Paranoid Penguin - DNS Cache Poisoning, Part II: DNSSEC Validation

If you already have a caching-only nameserver (or a general-purpose nameserver that also caches), and you need to know only how to set up DNSSEC validation, you can skip ahead to the Setting Up DNSSEC Validation section below. In the interest of completeness, however, and for the purpose of pointing out a few default settings it's good to change, here's a quick procedure on setting one up.

First, install whatever (sub-)version of BIND9 your distribution supports. At the time of this writing, Ubuntu 10.10 includes BIND version 9.7.1; to install it, use this command:

sudo apt-get install bind9 bind9utils

The bind9 package provides BIND 9.7.1 itself in the form of the dæmon named, plus its configuration files, man pages and libraries. The bind9utils package provides handy commands, such as rndc and named-checkconf, and the DNSSEC commands dnssec-keygen and dnssec-signzone. Those last two are used only for creating and maintaining actual DNSSEC zone keys and signatures, respectively. You won't actually need those if all you're doing with DNSSEC is validating signatures from other zones.

On Debian and Ubuntu systems, the bind9 package places its configuration files in /etc/bind. The files we're concerned with here are /etc/bind/named.conf, /etc/bind/named.conf.options and /etc/bind/bind.keys.

Actually, of those three files, we'll edit only one, named.conf.options. I mention the other two in order to point out that named.conf uses “include” statements to pull content from /etc/bind/named.conf.options, /etc/bind/named.conf.local (which contains your local zone files) and /etc/bind/named.conf.default-zones (which contains default zone information for local loopback interfaces).

At this point, I have good news for you: your Debian or Ubuntu system's named.conf.options file is, technically, already set up to run named as a caching-only nameserver. The bad news is, it needs to be tightened up a bit before you can consider it to be a secure caching nameserver.

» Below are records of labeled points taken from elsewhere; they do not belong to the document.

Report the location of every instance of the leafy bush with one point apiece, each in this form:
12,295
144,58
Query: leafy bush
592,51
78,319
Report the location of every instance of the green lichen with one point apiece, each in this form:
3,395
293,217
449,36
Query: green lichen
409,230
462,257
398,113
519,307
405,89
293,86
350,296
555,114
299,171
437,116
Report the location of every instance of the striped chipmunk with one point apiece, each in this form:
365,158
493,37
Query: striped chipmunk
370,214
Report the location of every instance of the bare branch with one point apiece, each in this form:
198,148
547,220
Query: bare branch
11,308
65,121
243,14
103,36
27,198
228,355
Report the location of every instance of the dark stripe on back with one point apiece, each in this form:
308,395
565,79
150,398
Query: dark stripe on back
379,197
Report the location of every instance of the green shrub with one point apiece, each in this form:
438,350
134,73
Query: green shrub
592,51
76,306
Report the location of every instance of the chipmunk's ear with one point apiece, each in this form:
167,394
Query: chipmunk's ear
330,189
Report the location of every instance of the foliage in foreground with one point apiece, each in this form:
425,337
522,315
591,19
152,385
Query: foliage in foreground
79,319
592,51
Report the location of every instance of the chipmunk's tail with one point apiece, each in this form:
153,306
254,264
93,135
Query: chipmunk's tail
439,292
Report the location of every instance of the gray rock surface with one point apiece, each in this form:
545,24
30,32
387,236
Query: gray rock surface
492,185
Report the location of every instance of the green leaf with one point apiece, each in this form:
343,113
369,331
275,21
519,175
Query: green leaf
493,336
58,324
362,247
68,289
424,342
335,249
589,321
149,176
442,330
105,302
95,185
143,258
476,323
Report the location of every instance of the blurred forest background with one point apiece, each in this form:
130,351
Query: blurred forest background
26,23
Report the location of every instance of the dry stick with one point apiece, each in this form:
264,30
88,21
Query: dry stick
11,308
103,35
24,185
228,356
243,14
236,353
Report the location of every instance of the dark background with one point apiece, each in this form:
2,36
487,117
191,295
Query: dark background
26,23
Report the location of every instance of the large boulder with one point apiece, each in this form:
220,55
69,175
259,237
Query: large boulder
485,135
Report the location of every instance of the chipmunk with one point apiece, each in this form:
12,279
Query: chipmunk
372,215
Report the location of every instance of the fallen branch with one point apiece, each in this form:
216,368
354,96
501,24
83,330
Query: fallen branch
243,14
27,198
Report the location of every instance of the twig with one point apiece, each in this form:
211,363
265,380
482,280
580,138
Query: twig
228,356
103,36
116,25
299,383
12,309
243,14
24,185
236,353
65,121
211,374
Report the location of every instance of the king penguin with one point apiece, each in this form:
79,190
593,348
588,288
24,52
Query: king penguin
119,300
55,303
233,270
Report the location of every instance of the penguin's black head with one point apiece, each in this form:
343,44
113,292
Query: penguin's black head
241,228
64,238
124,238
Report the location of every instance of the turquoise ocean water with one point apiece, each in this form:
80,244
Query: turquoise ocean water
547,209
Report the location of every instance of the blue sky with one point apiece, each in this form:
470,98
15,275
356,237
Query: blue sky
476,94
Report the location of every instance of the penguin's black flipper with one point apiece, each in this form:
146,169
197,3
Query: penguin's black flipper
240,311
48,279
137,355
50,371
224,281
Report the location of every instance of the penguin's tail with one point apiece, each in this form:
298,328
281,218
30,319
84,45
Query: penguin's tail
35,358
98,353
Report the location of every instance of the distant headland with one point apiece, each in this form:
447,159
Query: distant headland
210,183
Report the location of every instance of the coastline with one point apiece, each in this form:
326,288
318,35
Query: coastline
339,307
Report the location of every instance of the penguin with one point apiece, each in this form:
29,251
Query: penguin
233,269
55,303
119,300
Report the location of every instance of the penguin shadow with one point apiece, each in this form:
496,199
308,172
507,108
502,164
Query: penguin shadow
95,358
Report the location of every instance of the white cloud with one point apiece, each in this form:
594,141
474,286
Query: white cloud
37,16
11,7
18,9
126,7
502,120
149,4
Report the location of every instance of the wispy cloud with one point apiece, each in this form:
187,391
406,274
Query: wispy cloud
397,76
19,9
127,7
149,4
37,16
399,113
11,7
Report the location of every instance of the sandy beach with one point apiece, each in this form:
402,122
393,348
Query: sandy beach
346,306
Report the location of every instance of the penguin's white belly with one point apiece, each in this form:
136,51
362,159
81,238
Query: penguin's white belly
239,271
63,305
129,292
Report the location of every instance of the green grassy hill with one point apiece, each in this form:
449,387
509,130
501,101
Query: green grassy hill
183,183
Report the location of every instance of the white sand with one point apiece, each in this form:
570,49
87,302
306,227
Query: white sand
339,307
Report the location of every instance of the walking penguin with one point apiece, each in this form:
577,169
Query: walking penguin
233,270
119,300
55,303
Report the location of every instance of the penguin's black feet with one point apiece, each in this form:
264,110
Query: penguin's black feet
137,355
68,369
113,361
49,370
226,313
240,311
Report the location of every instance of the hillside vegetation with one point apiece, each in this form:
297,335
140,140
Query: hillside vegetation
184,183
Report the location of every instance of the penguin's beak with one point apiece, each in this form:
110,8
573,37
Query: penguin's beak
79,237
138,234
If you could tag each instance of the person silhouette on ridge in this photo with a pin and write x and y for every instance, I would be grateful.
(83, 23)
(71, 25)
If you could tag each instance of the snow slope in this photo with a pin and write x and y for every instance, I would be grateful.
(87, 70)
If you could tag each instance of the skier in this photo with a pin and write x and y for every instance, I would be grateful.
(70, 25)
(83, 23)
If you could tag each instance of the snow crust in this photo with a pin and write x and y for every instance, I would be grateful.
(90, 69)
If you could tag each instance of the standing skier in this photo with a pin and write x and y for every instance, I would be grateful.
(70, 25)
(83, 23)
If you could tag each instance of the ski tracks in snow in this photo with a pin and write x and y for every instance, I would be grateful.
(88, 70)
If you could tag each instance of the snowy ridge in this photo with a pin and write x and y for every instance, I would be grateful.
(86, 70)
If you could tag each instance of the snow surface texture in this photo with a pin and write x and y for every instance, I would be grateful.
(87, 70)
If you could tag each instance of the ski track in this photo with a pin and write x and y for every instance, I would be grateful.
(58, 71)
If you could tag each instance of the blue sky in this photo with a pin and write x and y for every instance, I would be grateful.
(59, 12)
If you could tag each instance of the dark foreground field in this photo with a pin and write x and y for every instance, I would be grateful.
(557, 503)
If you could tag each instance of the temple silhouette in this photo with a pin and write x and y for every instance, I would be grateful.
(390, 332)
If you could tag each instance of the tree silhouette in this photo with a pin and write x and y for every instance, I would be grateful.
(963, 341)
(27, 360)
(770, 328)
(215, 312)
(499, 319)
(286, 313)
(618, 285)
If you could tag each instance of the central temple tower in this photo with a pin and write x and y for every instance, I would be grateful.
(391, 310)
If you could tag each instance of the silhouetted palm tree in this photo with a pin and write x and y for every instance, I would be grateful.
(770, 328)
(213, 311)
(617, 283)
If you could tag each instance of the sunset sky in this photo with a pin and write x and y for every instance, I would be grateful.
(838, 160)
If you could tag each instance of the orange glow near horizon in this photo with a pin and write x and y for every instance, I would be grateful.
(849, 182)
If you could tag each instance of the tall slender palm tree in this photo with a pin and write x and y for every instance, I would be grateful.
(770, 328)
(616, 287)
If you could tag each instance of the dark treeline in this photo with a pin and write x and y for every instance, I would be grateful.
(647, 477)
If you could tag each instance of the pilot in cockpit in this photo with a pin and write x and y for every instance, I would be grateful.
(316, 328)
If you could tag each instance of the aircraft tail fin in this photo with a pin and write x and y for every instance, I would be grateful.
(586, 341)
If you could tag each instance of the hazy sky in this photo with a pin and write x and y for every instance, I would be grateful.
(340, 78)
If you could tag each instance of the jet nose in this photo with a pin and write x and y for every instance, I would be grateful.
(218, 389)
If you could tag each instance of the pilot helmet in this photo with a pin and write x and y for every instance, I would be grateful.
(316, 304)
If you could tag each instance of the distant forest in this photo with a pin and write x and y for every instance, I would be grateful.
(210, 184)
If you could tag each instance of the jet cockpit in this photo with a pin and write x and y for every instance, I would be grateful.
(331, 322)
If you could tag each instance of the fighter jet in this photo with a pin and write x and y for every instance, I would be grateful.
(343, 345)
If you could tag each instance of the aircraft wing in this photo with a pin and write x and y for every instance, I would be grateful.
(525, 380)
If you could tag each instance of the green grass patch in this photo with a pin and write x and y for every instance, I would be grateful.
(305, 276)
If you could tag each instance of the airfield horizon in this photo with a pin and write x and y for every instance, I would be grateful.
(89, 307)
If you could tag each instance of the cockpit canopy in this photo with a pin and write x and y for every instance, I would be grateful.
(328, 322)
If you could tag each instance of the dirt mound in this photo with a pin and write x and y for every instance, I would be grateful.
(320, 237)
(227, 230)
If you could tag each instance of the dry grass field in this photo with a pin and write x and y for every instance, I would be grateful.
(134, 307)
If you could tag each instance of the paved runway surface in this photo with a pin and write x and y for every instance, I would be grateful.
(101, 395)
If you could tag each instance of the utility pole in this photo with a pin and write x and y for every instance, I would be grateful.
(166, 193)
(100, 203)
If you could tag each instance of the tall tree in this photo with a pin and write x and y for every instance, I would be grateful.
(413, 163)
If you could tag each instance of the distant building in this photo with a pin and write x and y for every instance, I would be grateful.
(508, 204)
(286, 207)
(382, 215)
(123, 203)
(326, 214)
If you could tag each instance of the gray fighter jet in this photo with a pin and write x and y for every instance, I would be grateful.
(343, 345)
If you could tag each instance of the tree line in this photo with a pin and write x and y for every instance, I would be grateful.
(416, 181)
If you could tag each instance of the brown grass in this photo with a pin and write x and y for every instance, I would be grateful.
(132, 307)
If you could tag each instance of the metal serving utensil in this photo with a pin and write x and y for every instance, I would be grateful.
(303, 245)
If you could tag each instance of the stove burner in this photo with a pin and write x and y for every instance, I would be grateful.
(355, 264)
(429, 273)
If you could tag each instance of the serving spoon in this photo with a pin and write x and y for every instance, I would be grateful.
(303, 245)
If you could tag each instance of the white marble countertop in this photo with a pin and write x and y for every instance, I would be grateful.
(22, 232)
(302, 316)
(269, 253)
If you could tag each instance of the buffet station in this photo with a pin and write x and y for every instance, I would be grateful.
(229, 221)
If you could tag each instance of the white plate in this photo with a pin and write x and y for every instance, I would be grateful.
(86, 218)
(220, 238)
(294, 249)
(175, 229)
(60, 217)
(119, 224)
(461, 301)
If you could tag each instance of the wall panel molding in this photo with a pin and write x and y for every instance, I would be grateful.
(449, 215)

Listing 1 shows the default Debian/Ubuntu named.conf.options file (with comment lines omitted).

options {
	directory "/var/cache/bind";
	auth-nxdomain no;    # conform to RFC1035
	listen-on-v6 { any; };
};

Listing 2, in contrast, is much more secure.

acl mynetworks { 192.168.100.0/24; 10.10.0.0/16; };
options {
        directory "/var/cache/bind";
        allow-query { mynetworks; };
        auth-nxdomain no;    # conform to RFC1035
        listen-on-v6 { none; };
};

Let's discuss why Listing 2 is better. First, I've defined an Access Control List (ACL) that specifies two IP networks in “CIDR notation”. Technically, this is not an option, but it needs to be loaded before any option statements, so it needs to go either here or in named.conf prior to this line:

include "/etc/bind/named.conf.options";

In and of itself, this acl doesn't do anything. But once it's defined, I can create an “allow-query” option that refers to it, and as you can see in Listing 2, that's exactly what I've done. Obviously, in adapting this file for your own use, you should replace the list in my acl statement (“192.168.100.0/24; 10.10.0.0/16;”) with a list of your organization's local IP subnets.

The other security tweak I've made is to change the value for the “listen-on-v6” option from “any” to “none”. Because none of my local subnets use IPv6, there's no reason to listen on any local IPv6 interfaces. Technically, this shouldn't matter if I don't even have any IPv6 interface attached to my server and if I've set an acl and specified it in an allow-query statement. So, maybe I'm just being paranoid by turning off IPv6 altogether here, but turning off unused features is nearly always a good thing to do.

Once you've edited and saved your /etc/bind/named.conf.options file, you can check your work by running the named-checkconf command with no arguments, like so:

bash-$ sudo named-checkconf

Assuming that doesn't return any configuration errors (I have a tendency to misplace or omit semicolons, myself), you then can make your running named process reload its configuration and zone files using the rndc command, like this:

bash-$ sudo rndc reload

Now, you can test your server by logging on to some other host on your network and running a dig query or two against it. For example, if my caching nameserver's IP address is 192.168.100.253, I can have it look up DNS information for www.linuxjournal.com like so:

mick@someotherhost:/home/mick$ dig @192.168.100.253 
 ↪www.linuxjournal.com

You can, of course, simply configure your client system to use your caching nameserver as its default nameserver, in which case you can omit the @192.168.100.253 in the above command. But, you probably don't want to do that until you're sure it works.

If it doesn't work, make sure your client system's IP address falls into one of the IP networks you specified in any acls you've set in /etc/bind/named.conf.options, as I described earlier.

At this point, your caching-only nameserver is up and working properly. Now you can configure DNSSEC validation.